The biscuits had been sitting in a pan in the window, and they were there for the taking. Luke had inched up to the window, not knowing whether or not someone was in the house. It was a sure thing soldiers had not been there lately, because they would have taken any food left around.
“Look, y'all,” said Caswell, “apples.” They were all hungry and almost anything looked good. A solitary apple tree near the house had been stripped of all its ripe apples. Just one or two remained, some rotted on the ground, some with worms. Caswell inspected the apples on the ground and bit into one. It was almost too sour to eat.
Daylily was squeamish about eating food that didn't belong to her. Luke whispered that if she was too scared to eat stolen biscuits, she could starve, so she finally took one, and then she stared at it some more as if she couldn't make up her mind.
“Think about it,” he said. “Those folks got they kitchens. They can make some more bread. We can't. Tomorrow it be seven days since we been out here. I don't know about you, but I'm hungrier than I ever been.”
After that, she gobbled up her share.

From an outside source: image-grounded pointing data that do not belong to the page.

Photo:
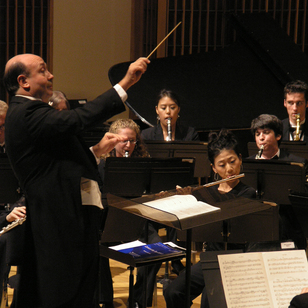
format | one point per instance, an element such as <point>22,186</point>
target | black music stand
<point>8,183</point>
<point>195,149</point>
<point>133,177</point>
<point>272,179</point>
<point>230,208</point>
<point>299,201</point>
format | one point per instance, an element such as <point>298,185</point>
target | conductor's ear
<point>23,82</point>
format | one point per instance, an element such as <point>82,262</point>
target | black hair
<point>296,86</point>
<point>223,140</point>
<point>163,93</point>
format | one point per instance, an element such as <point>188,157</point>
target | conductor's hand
<point>16,213</point>
<point>107,143</point>
<point>134,73</point>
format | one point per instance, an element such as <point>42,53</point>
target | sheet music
<point>182,206</point>
<point>263,280</point>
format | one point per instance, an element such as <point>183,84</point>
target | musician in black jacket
<point>267,130</point>
<point>295,101</point>
<point>50,161</point>
<point>168,107</point>
<point>226,161</point>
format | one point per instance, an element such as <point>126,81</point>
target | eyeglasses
<point>130,141</point>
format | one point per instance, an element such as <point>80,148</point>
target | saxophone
<point>296,133</point>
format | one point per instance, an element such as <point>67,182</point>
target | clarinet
<point>258,156</point>
<point>12,225</point>
<point>169,136</point>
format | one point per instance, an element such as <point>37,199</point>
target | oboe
<point>258,156</point>
<point>169,132</point>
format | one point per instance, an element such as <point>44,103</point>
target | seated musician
<point>267,130</point>
<point>226,161</point>
<point>295,101</point>
<point>168,107</point>
<point>132,146</point>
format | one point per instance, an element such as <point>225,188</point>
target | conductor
<point>50,160</point>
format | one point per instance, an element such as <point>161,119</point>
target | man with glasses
<point>3,110</point>
<point>295,101</point>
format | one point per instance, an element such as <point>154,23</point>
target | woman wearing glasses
<point>133,144</point>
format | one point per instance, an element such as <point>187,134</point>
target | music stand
<point>272,179</point>
<point>135,176</point>
<point>8,182</point>
<point>299,201</point>
<point>195,149</point>
<point>230,208</point>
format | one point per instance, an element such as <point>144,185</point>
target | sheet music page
<point>287,274</point>
<point>244,281</point>
<point>182,206</point>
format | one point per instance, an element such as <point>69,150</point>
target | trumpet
<point>258,156</point>
<point>296,133</point>
<point>169,136</point>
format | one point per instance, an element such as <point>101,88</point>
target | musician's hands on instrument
<point>134,73</point>
<point>107,143</point>
<point>16,213</point>
<point>184,190</point>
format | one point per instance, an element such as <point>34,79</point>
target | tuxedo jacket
<point>286,130</point>
<point>49,159</point>
<point>181,133</point>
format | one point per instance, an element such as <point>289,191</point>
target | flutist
<point>295,127</point>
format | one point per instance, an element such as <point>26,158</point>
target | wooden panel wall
<point>205,25</point>
<point>25,27</point>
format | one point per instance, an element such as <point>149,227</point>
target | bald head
<point>27,74</point>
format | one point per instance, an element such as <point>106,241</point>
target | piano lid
<point>228,87</point>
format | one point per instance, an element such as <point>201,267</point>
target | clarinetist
<point>168,107</point>
<point>295,101</point>
<point>267,130</point>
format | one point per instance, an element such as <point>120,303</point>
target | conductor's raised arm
<point>134,73</point>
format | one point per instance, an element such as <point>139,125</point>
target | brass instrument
<point>258,156</point>
<point>13,225</point>
<point>296,136</point>
<point>169,136</point>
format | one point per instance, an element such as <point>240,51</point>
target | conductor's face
<point>127,145</point>
<point>38,83</point>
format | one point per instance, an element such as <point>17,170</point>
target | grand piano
<point>227,87</point>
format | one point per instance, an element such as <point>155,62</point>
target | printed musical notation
<point>263,280</point>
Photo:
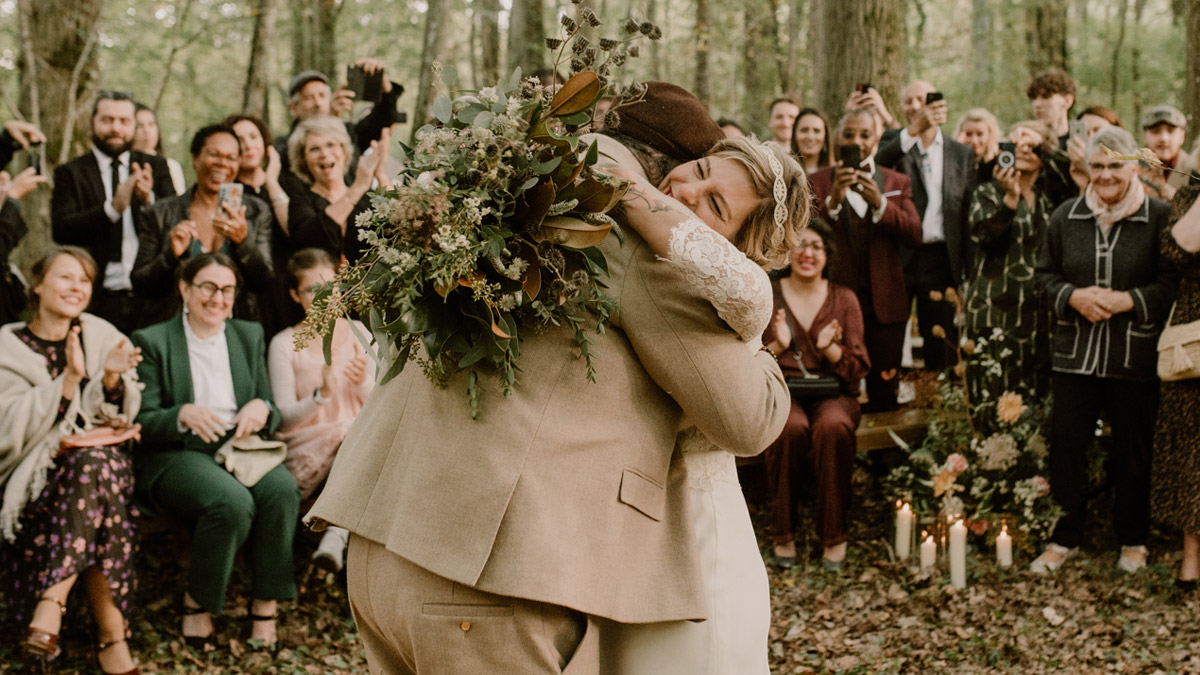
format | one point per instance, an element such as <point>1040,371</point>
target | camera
<point>1007,156</point>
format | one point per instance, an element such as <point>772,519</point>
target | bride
<point>721,220</point>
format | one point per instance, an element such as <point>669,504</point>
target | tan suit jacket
<point>568,493</point>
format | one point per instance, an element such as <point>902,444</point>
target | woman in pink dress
<point>318,401</point>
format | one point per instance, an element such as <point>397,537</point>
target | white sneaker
<point>1132,563</point>
<point>330,553</point>
<point>1047,563</point>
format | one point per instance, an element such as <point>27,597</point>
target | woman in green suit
<point>205,383</point>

The dry, crusty bread reminded them all of home.
There was a chopping block near the left side of the house with an ax still stuck in it. “If they ain't here,” said Luke, stuffing his mouth, “they be back soon. Nobody would leave a good ax like that out in the weather to rust.” They ate in silence and in a hurry, finishing off with sour apples from the tree in the yard.

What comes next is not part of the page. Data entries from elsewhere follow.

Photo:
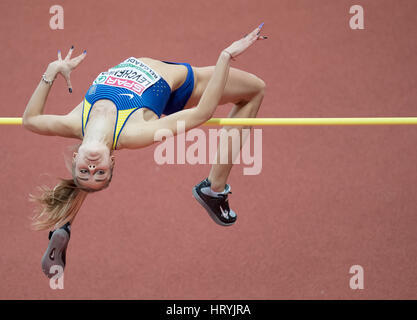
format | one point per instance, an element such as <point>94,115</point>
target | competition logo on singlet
<point>131,74</point>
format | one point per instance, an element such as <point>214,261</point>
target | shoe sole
<point>210,212</point>
<point>57,246</point>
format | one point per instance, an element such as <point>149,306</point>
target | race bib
<point>131,74</point>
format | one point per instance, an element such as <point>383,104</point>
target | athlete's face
<point>92,166</point>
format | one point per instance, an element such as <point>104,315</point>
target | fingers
<point>81,57</point>
<point>69,53</point>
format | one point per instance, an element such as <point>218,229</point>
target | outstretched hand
<point>65,66</point>
<point>239,46</point>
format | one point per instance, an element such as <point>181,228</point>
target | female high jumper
<point>122,110</point>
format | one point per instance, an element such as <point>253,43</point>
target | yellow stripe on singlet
<point>86,111</point>
<point>122,116</point>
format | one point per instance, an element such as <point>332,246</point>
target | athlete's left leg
<point>246,92</point>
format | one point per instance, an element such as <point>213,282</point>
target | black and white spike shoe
<point>217,207</point>
<point>55,254</point>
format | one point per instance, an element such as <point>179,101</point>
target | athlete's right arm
<point>60,125</point>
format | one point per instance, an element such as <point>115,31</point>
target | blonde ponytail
<point>57,206</point>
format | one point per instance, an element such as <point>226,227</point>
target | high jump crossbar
<point>283,121</point>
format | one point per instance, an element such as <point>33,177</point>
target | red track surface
<point>327,198</point>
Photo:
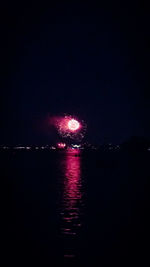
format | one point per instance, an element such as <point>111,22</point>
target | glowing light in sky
<point>69,126</point>
<point>73,125</point>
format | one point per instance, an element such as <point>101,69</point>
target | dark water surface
<point>74,209</point>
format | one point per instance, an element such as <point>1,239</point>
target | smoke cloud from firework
<point>69,126</point>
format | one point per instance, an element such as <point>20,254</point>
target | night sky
<point>80,59</point>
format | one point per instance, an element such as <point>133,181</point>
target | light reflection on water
<point>72,201</point>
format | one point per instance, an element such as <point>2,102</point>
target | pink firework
<point>69,126</point>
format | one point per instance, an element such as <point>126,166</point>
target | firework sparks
<point>69,126</point>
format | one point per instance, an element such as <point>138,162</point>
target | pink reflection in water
<point>72,195</point>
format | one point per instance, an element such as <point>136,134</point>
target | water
<point>70,208</point>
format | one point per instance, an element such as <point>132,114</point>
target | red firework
<point>69,126</point>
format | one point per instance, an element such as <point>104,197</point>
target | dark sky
<point>90,61</point>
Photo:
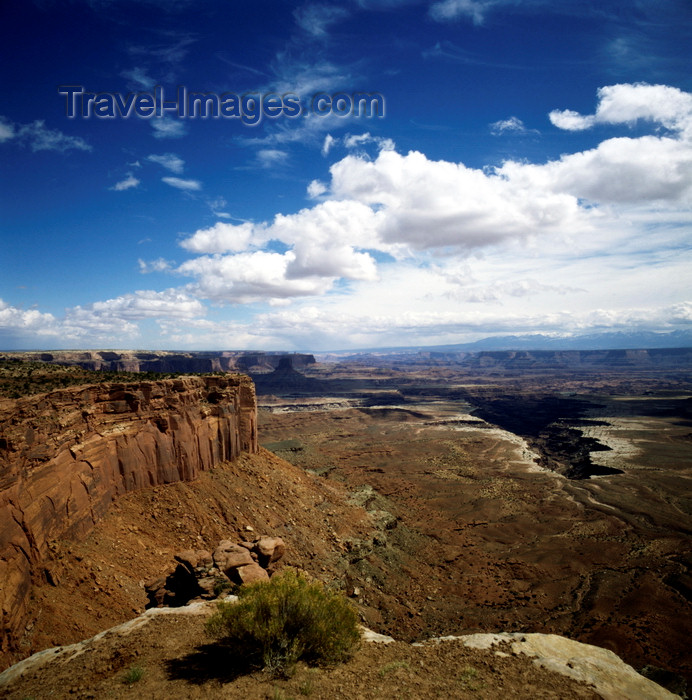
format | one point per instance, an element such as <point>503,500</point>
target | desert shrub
<point>285,620</point>
<point>133,675</point>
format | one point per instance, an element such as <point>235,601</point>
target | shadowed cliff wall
<point>66,455</point>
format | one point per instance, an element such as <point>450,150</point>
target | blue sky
<point>532,173</point>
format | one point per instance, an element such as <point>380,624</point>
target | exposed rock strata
<point>66,455</point>
<point>134,361</point>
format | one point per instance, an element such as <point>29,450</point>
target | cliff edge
<point>66,455</point>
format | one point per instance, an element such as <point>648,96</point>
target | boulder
<point>269,550</point>
<point>251,573</point>
<point>197,561</point>
<point>228,556</point>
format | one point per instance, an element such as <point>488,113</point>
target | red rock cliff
<point>66,455</point>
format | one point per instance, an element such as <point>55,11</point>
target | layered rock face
<point>66,455</point>
<point>164,361</point>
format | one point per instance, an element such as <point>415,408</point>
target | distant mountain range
<point>621,340</point>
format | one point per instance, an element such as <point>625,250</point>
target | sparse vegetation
<point>276,624</point>
<point>133,675</point>
<point>393,666</point>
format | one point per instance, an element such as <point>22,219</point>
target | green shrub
<point>133,675</point>
<point>287,619</point>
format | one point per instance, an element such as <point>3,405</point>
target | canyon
<point>67,455</point>
<point>451,496</point>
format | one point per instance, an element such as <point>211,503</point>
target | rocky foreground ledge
<point>65,456</point>
<point>568,668</point>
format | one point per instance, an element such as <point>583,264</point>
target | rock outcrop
<point>164,361</point>
<point>66,455</point>
<point>203,575</point>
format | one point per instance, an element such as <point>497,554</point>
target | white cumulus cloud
<point>181,184</point>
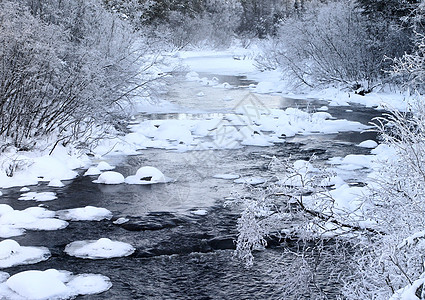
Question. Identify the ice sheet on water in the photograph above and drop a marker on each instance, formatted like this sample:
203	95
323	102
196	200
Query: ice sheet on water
110	177
42	196
147	175
88	213
15	222
100	249
13	254
52	284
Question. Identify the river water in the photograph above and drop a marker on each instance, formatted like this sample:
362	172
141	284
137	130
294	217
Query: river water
181	255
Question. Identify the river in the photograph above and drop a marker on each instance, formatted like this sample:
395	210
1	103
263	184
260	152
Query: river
181	255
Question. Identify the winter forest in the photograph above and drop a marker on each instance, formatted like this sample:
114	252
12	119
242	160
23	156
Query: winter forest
212	149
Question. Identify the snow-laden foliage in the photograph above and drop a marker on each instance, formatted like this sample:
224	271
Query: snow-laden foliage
382	222
66	67
336	41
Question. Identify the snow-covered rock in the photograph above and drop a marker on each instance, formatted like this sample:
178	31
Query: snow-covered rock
368	144
88	213
55	183
52	284
15	222
199	212
226	176
110	177
100	249
43	196
147	175
250	180
13	254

“Y'all, save some for later,” Daylily said. She put two biscuits in her coat pocket, and one in Luke's pocket. Luke was thinking he'd use their well to get water when he looked in the window.
At first he didn't see anyone. “Us better not stay here,” he said. “Those folks coming back. Everything in there is as neat as a pin. They close round here somewhere.” He looked in the window again. This time he saw a White man asleep on a chair in the shadows.

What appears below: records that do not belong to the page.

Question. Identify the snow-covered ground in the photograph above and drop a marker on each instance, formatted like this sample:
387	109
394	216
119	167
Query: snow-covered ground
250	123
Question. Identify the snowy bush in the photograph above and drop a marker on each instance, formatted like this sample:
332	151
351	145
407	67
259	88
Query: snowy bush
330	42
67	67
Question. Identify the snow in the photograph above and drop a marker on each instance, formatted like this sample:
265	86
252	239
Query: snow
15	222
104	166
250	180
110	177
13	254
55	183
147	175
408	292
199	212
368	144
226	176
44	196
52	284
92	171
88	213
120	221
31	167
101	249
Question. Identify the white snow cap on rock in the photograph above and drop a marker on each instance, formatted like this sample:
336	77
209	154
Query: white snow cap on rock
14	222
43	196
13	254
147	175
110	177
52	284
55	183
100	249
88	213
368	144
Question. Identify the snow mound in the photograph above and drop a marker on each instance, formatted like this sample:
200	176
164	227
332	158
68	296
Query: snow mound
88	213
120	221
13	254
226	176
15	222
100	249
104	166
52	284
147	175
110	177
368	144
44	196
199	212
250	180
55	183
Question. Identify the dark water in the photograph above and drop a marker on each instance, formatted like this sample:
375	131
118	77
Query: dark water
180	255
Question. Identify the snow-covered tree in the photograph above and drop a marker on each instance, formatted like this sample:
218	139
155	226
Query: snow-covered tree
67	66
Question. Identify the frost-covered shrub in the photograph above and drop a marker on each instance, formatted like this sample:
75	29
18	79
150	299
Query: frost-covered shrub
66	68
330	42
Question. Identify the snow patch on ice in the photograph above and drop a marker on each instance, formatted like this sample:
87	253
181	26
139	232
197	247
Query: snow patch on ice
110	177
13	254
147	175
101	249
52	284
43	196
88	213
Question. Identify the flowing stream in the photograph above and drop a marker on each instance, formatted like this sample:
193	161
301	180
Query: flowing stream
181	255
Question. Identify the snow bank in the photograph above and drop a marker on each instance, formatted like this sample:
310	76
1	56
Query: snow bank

Just as he said that, the man stirred and stood up. He moved and looked toward the window. Just in time, Luke ducked his head below the windowsill and opened his mouth as if to say, “Run y'all!” But then the man sat down again.
Luke grimaced and waved them away from the window silently. “Whew, that was close,” he whispered. “Be real quiet, y'all. Somebody
is
home. And he's a White man. No telling if he's a reb or Union.”
They tiptoed away as carefully as they could and then broke into a run. When they thought it was safe again, they slowed to a walk.
“See, I don tole you,” Daylily exclaimed. “We shouldn't have stole that man's biscuits!”
“Never mind, you ate em,” Luke exclaimed.